When he turned around to talk to his father again, the man was already at the front door.

The oldest MacGyver turned in the doorway and addressed him.

‘You’re a great man, Angus. You get that from me.’ Mac snorted derisively. His dad was apparently just as arrogant as he remembered. His dad’s voice grew softer, sadder, prouder. ‘But you’re a good man in a way I’ll never be. You get that from your mom and your granddad.’ He paused, swallowed. ‘You turned out a better man because I left.’ He gestured at Sam. ‘So will he. He’ll get it from you.’

And with that, his dad closed the door. Mac, after making sure he wasn’t crushing Sam and was adequately supporting him, especially his head, walked over to the window (he didn’t want to run while holding a baby), just in time to see a vague flash of a black SUV driving away.

_Seriously? Clearly, my dad is in the running for Father of the Year._

_Not._

On autopilot and probably in some kind of shock due to the events of the last half hour, Mac made his way back over to the armchair and sat down.
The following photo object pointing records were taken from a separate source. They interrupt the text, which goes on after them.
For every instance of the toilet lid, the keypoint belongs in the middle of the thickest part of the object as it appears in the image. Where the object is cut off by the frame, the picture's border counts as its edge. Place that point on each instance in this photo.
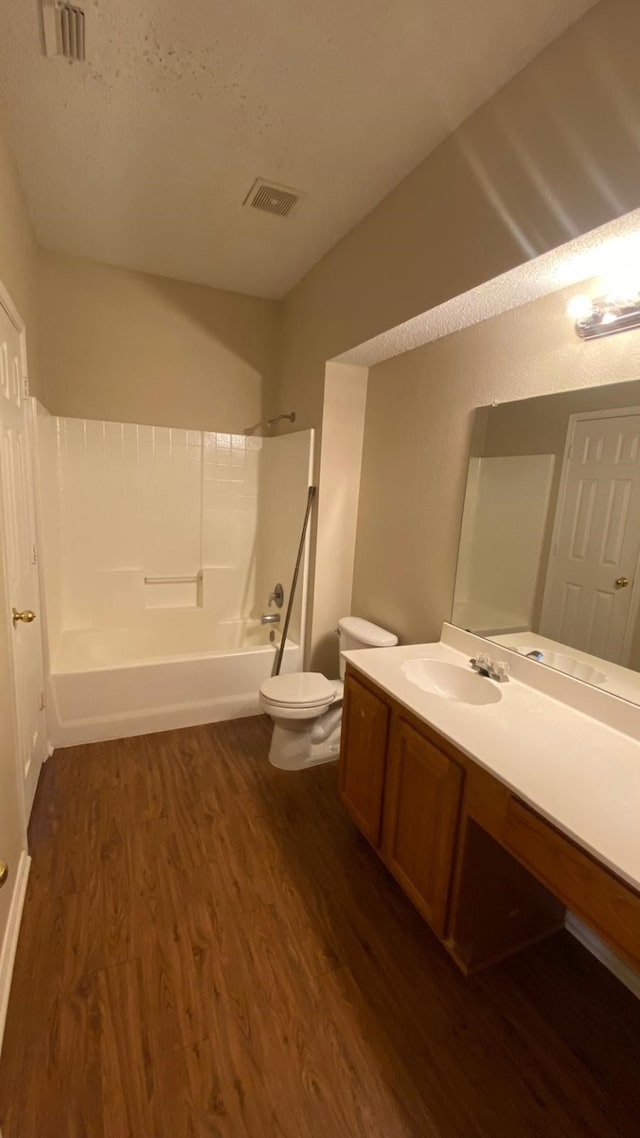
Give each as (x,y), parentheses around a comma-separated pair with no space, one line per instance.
(302,689)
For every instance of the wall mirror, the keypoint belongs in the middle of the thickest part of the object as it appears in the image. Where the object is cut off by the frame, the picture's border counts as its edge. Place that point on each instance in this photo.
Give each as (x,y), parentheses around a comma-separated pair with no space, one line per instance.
(550,541)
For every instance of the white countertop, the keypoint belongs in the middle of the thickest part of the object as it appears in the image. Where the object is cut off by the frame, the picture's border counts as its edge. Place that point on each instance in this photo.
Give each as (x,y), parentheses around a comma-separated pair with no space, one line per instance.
(577,772)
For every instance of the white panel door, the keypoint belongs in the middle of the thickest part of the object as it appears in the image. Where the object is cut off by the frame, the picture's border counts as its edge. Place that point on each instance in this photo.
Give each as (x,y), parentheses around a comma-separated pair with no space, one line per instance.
(19,563)
(591,591)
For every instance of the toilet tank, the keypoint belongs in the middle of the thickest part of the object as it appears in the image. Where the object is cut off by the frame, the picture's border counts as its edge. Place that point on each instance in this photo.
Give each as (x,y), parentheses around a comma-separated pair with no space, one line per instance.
(354,633)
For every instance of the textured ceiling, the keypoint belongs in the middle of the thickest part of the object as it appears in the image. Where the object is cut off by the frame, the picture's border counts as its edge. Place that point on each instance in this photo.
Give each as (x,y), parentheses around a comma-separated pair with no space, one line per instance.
(144,155)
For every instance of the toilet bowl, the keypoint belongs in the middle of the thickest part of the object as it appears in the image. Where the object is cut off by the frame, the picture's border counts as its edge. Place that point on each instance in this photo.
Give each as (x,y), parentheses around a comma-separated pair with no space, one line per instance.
(306,708)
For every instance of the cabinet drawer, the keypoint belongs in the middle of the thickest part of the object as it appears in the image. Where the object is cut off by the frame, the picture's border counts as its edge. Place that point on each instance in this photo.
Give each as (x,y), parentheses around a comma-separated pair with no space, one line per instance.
(605,903)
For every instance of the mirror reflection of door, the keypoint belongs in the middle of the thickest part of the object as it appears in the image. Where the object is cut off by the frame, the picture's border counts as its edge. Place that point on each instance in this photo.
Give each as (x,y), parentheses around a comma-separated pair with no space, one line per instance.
(591,594)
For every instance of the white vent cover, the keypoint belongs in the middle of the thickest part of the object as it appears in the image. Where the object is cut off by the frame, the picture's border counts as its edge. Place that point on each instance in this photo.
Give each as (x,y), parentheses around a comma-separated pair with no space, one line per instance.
(64,27)
(271,198)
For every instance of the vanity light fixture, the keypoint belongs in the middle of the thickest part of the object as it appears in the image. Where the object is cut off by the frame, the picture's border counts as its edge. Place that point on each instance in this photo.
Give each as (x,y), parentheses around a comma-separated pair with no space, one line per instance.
(615,312)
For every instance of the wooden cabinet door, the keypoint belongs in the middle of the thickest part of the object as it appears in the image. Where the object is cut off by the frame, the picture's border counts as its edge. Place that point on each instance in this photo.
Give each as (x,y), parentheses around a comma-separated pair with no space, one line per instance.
(423,797)
(363,744)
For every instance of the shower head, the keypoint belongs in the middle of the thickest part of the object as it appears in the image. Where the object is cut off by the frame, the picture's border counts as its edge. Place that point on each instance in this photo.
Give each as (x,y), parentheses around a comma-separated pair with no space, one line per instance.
(277,419)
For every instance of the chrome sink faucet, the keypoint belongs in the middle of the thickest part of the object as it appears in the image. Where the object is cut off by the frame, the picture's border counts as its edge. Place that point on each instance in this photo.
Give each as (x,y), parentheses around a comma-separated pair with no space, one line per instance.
(493,669)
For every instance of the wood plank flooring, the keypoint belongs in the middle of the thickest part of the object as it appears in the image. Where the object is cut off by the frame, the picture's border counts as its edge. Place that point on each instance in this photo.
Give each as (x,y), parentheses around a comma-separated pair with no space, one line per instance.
(210,948)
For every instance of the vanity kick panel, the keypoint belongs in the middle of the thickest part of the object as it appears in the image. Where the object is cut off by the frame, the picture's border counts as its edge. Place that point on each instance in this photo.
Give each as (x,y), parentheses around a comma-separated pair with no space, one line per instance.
(589,890)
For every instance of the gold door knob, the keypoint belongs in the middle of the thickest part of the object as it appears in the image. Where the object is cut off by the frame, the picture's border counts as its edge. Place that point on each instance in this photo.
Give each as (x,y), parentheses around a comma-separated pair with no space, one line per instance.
(26,615)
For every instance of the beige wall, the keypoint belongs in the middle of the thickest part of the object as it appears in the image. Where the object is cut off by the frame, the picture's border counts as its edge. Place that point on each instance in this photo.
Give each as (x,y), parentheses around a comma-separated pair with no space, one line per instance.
(18,260)
(552,155)
(418,428)
(132,347)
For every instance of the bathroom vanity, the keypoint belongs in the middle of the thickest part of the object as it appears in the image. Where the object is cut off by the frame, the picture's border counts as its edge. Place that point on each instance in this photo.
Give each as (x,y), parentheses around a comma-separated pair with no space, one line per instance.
(495,816)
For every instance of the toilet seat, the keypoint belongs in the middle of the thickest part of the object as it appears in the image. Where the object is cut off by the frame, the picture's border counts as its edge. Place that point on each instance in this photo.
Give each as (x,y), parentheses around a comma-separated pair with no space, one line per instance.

He stared into the distance, then looked down at Sam with a sigh.

‘I…I guess it’s just you, me and Boze, buddy.’

Sam looked up at him with those very blue eyes that really did remind Mac of his mom’s (and his own, and his grandfather’s), and made a burbling noise.

Mac smiled at him, then leaned down to gently press a kiss to the top of his head.

* * *

Unbeknownst to Mac, James MacGyver pulled his SUV over ten miles down the road.

(He knew Angus wouldn’t follow him.)

He sat there, sighed and took a deep breath. Then another, then another.

He’d meant every word he’d said to his oldest son.

He couldn’t raise Sam, and not just because of his job, and the dangers related to it.

He would screw him up irrevocably, ruin him, somehow. He knew that as certainly as the Laws of Thermodynamics or the Periodic Table.

He looked at Sam, and all he saw was Ellen and how the boy had even come to be (which all boiled down to _Ellen_ in the end anyway).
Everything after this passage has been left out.